Bruce Hudson

Personal information
- Date of birth: October 31, 1952 (age 73)
- Place of birth: St. Louis, Missouri, U.S.
- Position: Forward

College career
- Years: Team / Apps / (Gls)
- 1971–1974: Saint Louis Billikens

Senior career*
- Years: Team / Apps / (Gls)
- 1975: Rhode Island Oceaneers /  / (1)
- 1976: St. Louis Stars / 22 / (0)

= Bruce Hudson (soccer) =

American soccer player

Bruce Hudson is an American retired soccer forward who played professionally in the North American Soccer League. He is the president of Hudson Global Sports Management.
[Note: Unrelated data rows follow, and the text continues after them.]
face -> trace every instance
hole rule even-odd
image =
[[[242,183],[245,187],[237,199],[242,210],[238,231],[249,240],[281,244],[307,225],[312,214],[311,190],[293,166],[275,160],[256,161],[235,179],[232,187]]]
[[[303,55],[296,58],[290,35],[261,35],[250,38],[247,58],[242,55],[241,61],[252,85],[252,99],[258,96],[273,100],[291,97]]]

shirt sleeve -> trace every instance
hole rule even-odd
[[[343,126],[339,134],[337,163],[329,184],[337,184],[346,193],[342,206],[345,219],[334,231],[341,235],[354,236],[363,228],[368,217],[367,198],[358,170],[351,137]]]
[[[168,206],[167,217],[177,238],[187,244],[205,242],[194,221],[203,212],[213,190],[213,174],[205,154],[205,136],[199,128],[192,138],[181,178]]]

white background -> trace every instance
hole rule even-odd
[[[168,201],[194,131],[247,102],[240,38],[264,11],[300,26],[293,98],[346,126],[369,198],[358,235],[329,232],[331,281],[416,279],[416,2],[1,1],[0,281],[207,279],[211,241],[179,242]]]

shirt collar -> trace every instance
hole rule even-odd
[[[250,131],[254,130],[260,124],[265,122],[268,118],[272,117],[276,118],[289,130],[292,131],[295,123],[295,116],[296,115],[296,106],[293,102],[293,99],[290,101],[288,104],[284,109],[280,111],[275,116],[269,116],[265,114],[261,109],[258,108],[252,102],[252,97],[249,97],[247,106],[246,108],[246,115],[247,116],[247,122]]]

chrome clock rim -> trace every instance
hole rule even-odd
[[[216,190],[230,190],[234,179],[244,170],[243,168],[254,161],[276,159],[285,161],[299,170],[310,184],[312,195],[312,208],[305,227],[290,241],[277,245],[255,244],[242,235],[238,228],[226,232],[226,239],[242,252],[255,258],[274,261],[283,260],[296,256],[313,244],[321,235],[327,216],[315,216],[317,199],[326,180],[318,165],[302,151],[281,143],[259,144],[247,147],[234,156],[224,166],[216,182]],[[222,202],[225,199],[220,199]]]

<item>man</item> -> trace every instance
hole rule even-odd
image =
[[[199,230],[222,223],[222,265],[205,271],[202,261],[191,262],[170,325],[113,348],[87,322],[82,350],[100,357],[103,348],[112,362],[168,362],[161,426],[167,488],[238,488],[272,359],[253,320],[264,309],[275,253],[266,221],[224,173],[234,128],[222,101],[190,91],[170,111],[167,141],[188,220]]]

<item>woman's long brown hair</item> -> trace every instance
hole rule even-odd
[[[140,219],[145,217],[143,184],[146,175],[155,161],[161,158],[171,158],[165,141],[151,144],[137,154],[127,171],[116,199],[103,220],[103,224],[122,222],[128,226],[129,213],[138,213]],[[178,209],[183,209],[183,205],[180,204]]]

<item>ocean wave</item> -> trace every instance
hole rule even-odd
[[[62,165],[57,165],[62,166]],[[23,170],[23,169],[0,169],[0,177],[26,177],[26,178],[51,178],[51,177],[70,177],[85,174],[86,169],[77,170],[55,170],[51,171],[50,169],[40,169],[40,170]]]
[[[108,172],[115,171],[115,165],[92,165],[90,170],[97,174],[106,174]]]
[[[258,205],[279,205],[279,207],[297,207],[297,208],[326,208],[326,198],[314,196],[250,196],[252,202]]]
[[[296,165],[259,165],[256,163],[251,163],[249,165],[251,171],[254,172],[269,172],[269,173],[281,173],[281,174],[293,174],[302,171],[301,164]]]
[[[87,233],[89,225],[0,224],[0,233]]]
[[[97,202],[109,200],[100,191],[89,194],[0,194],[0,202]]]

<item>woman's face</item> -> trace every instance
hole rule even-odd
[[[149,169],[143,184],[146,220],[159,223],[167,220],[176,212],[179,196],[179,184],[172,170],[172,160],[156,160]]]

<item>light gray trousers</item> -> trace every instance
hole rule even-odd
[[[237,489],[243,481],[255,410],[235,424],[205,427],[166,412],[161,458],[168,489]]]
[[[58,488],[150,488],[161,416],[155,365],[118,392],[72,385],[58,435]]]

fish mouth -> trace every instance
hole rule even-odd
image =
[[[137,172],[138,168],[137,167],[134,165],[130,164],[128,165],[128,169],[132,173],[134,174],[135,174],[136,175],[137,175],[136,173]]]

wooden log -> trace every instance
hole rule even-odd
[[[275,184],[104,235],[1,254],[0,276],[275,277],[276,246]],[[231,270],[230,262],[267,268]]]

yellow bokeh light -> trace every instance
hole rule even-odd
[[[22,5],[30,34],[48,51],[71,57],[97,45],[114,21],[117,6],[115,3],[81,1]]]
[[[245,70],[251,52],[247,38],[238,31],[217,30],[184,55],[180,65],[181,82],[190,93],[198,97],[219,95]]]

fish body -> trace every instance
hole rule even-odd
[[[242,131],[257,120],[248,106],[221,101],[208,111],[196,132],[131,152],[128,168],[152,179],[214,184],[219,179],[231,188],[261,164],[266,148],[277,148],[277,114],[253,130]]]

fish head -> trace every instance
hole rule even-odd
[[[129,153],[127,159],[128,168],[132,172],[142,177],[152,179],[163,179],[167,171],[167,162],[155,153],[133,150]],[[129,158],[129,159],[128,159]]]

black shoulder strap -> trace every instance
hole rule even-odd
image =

Hudson attended St. Louis University where he was a member of the 1972 and 1973 NCAA Men's Division I Soccer Championship teams. He was a 1974 First Team All American. In September 2009, he was named to the St. Louis University Men's Soccer Half-Century Team. He graduated in 1975 with a bachelor's degree in accounting. In 1974 and 1975, he was part of the U.S. Olympic soccer team which was unsuccessful in its attempt to qualify for the 1976 Summer Olympics. He was on the American team at the 1975 Pan American Games.

He was inducted into the St. Louis Soccer Hall of Fame in 2006. In 1975, Hudson began his professional career with the Rhode Island Oceaneers of the American Soccer League. In 1976, he moved up to the St. Louis Stars of the North American Soccer League.

From 1981 to 2008, Hudson worked as the Director of Sport Marketing for Anheuser-Busch. After leaving Anheuser-Busch, he formed Hudson Global Sports Management of which he is the president.